Sachsen-Anhalt veröffentlicht Hochwasser-Gefahrenkarten

von , am
19.02.2014

Magdeburg - Wohin fließt das Wasser im Falle einer Überschwemmung in Sachsen-Anhalt? Antwort auf diese Frage liefern die neuen Hochwasserrisiko- und Hochwassergefahrenkarten.

Den größten Teil der Überschwemmungsgebiete nehmen land- und forstwirtschaftliche Gebiete ein. © Nikokvfrmoto/Fotolia.com
Sachsen-Anhalts Landwirtschaftsminister Hermann Onko Aeikens sagte am Dienstag in Magdeburg, es genüge nicht, Hochwasserschutz auf Deiche und Polder zu beschränken. Zu einem umfassenden Management von Hochwasserrisiken und vorbeugendem Hochwasserschutz gehören auch die Informationen über die mögliche Ausdehnung und Tiefe von Überschwemmungsflächen. Den größten Teil der Überschwemmungsgebiete (über 85 Prozent) nehmen land- und forstwirtschaftliche Gebiete ein.
 
Deshalb wurden neue Hochwassergefahren- und Hochwasserrisikokarten erstellt, die jetzt im Internet unter www.hwrmrl.sachsen-anhalt.de einsehbar sind. Die Karten sollen nach Ansicht des Landwirtschaftsministerium bei kommunalen Planungen für Wohn- oder Gewerbegebieten und bei der Hochwasservorsorge für Industriebauten bieten. Außerdem böten sie dem Katastrophenschutz wichtige Informationen.

Karten basieren auf drei Szenarien:

Die Hochwassergefahrenkarten und Hochwasserrisikokarten für Sachsen Anhalt wurden anhand von drei Szenarien erstellt:
  • Hochwasser mit niedriger Wahrscheinlichkeit bzw. Extremereignisse (HQ200/ HQExtrem)
  • Hochwasser mit mittlerer Wahrscheinlichkeit (HQ100)
  • Hochwasser mit hoher Wahrscheinlichkeit (HQ10/ an der Elbe HQ20)
Den Hochwassergefahrenkarten kann die Intensität der Hochwassergefährdung in Form klassifizierter Wassertiefen entnommen werden. Bei den für das Extremszenario ausgewiesenen Flächen handelt es sich um die Gebiete, die bei einem Abfluss HQ200 überschwemmt werden würden, wenn keine Hochwasserschutzanlagen (Deiche) vorhanden wären oder diese infolge des Extremereignisses total versagten. Das totale Versagen ist mit den Deichbrüchen 2013 oder während des Hochwassers 2002 nicht vergleichbar, sondern übersteigt diese Schäden um ein Vielfaches.
 
Das Szenario "Hochwasser mit mittlerer Wahrscheinlichkeit" stellt die Flächen dar, die bei einem Abfluss HQ100 und unter Berücksichtigung vorhandener Hochwasserschutzanlagen (Deiche) überschwemmt werden können. Diese Flächen entsprechen weitestgehend den festgesetzten Überschwemmungsgebieten.
 
Im 3. Szenario werden die Flächen dargestellt, die bei einem Abfluss HQ10 (an der Elbe HQ20) und unter Berücksichtigung vorhandener Hochwasserschutzanlagen (Deiche) überschwemmt werden können. Diese Flächen werden am häufigsten überflutet.

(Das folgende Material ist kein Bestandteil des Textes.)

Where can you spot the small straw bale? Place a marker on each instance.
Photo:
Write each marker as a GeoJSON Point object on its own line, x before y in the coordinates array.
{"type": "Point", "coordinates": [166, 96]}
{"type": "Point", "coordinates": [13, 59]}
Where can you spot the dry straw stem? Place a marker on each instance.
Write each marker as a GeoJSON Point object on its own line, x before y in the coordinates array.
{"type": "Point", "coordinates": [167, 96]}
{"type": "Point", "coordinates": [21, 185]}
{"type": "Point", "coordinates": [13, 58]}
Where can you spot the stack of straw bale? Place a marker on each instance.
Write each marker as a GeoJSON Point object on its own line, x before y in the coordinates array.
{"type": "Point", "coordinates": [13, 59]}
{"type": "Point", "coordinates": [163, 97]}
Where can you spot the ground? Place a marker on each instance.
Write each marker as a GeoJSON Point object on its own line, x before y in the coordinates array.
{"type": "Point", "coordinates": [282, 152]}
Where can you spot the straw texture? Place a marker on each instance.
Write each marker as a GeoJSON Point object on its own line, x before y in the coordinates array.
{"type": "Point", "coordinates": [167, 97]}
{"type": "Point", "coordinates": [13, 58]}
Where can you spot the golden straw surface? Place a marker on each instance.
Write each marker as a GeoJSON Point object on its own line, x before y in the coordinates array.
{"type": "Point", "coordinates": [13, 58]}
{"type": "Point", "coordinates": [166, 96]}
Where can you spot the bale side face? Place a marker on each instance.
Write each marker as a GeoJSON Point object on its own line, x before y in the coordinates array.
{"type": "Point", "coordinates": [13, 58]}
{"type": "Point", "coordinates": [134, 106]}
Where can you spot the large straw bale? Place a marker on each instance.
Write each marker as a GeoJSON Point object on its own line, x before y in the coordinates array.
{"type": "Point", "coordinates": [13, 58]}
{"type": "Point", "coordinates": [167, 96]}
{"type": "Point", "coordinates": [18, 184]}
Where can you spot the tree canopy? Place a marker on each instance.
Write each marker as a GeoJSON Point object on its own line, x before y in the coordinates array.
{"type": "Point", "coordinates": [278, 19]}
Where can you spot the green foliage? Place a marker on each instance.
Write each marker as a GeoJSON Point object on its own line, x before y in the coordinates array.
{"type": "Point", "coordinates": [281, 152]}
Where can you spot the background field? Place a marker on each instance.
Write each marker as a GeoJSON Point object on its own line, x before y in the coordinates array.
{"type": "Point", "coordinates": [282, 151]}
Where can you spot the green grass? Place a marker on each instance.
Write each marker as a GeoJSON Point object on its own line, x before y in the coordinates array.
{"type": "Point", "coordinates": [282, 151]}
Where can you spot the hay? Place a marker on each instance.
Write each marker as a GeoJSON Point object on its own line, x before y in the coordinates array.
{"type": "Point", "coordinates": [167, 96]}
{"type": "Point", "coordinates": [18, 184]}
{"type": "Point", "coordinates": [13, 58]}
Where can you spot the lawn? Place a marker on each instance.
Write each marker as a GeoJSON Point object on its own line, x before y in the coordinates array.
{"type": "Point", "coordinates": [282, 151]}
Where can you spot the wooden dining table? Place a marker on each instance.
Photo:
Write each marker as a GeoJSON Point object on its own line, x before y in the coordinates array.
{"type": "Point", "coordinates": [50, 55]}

Die Hochwasserrisikokarten in Sachsen Anhalt geben Auskunft über:

  • die Anzahl der potenziell betroffenen Einwohner
  • die Flächennutzung in den potenziell betroffenen Gebieten als Ausdruck der wirtschaftlichen Tätigkeiten
  • Anlagen, von denen eine potentielle Verschmutzung der Umwelt im Hochwasserfall ausgehen kann
  • Schutzgebiete (FFH-, Vogelschutz-, Trinkwasserschutzgebiete) und Badegewässer - Auswirkungen auf das Kulturerbe (UNESCO-Welterbestätten, Bauensembles, Baudenkmale, Bodendenkmale)
Den überwiegenden Anteil der Überschwemmungsflächen nehmen land- und forstwirtschaftliche genutzte Flächen ein (85 bis 88 Prozent). Auf die Flächen mit ausgeprägter Infrastrukturausstattung (Wohnbau-, Industrie-, Gewerbe- und Verkehrsflächen) entfallen lediglich 1,7 bis 7,1 Prozent der Flächenanteile. Hier besteht allerdings oft ein sehr hohes Schadenspotential.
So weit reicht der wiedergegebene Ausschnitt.